A simple and foolproof way to get stronger and perform better. All you need is an exercise, a plan and a clock. Does it sound interesting?
To become stronger
The body is a complex system with numerous functions and levels that can be seen and understood in many ways. But there are fundamental principles, which suggest in a general way, to understand and explain the system put to react and act. Such pervasive principle is that of homeostasis, or equilibrium. The body strives for balance in all systems and levels. Blood sugar, hormone levels, protein degradation and construction, feedback loops of hormones and neurotransmitters and a thousand other things, increasingly seeks equilibrium.
When we force the body to lift weights, we use the homeostatic principle, desire for equilibrium, to get the muscles to grow and strength increase. From a balanced basis upsets we equilibrium by introducing a new requirement. The body responds by strengthening itself in the right places, which meet the new requirement, and balance is restored. The principle of homeostatic regulation and adaptation dictates then that we can affect the body with exercise, but it also dictates that we can not affect the body the same way with the same exercise indefinitely. Progression is necessary for continuous outcomes.
Progression and increased strength
Perhaps the most obvious path to progression is that over time, increasing the weights we lift to thereby force the body to become stronger in order to maintain homeostasis. But as anyone who fought in the gym for a while know, so it is impossible to always just increase the weights. Right as it is the body’s adaptations caught up, and power gains fail to materialize. Then you have to find other ways to progression to continue getting results.
In addition to the intensity (how heavy weights we lift), we can, for example, increase the volume (the total number of repetitions), frequency (how often we lift), choose other exercises or versions, or make the workout more challenging by taking shorter rest between sets. The main thing is to somehow achieve progression, although we seem to have stalled. For example, if your bänkpressmax refuses to budge, so you can achieve progression by continually adding more submaximal sets and over time take shorter rest between sets. If you manage to work out progressive despite plateau is only a matter of time before a better personal best of your maximum lift must also come!
On-minute sets of progression
On-minute set is a simple exercise program that works by accumulating volume squeezed into ever shorter time. You choose a submaximal weight, start a clock and perform just one set of each full minute. The rest of the minute you rest. You can easily build up the volume, keep longer, run more minutes or decrease the rest time by running an extra rehearsal on per-minute sets.

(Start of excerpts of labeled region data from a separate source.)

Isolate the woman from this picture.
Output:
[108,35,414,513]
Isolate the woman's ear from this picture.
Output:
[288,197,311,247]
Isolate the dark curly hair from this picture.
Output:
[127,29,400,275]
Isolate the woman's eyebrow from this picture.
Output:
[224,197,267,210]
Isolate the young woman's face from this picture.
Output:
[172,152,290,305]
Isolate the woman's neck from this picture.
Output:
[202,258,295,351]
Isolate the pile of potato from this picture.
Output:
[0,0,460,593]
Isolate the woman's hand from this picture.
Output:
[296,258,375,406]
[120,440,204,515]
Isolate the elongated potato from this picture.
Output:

Let’s say you manage twelve strict chins, and it was a long time since you increased your full occupancy. Your usual workout might consist of three sets of twelve, and ten and seven repetitions. Since you’re too tired to cope with more than perhaps five repetitions per set and decide to close down for the day. Total: 29 repetitions. Alternatively, you can manage more reps in your last two sets, but only by the return, take extra long to rest between sets. No progression, no new training results.But chances are good that you, twelve chins are your max, can handle quite a number of sets of four or five repetitions each. A set of four repetitions chins takes maybe ten seconds to perform. To start the clock, running directly a set of four repetitions, resting in about 50 seconds. When the clock strikes one minute, hold the rod again, running four repetitions, resting again. After seven minutes and 10 seconds, you have received a total of 32 repetitions and start to feel a little shaky. Progression compared to your previous (stagnated) workout. Time to quit for the day. Next time you exercise, you extend the time to nine minutes and ten seconds, and note thus 40 reps total.
After adding the set after set for a few weeks and can handle twelve minutes and ten seconds (52 repetitions in total!) It’s time to start running five repetitions per set. Strip the number of sets and start with perhaps five minute set. Now take the set for a few seconds more to run, so the rest time has shrunk to perhaps 45 seconds between each set. Progression back. Build up the number of sets of the time. Once you pass nine minutes and fifteen seconds you have to squeeze 50 reps in under ten minutes. Progression. Time to increase the number of repetitions again. Or hang on you a light weight and drive three repetitions on each at-minute set.
Over time, increase training volume and shrinks the rest time, all under stopwatch simple but cruel dictatorship. The training dosage over time both increased and compressed in time spent making it easy to achieve progression and thus shift the homeostasis of the new alignment and new training results.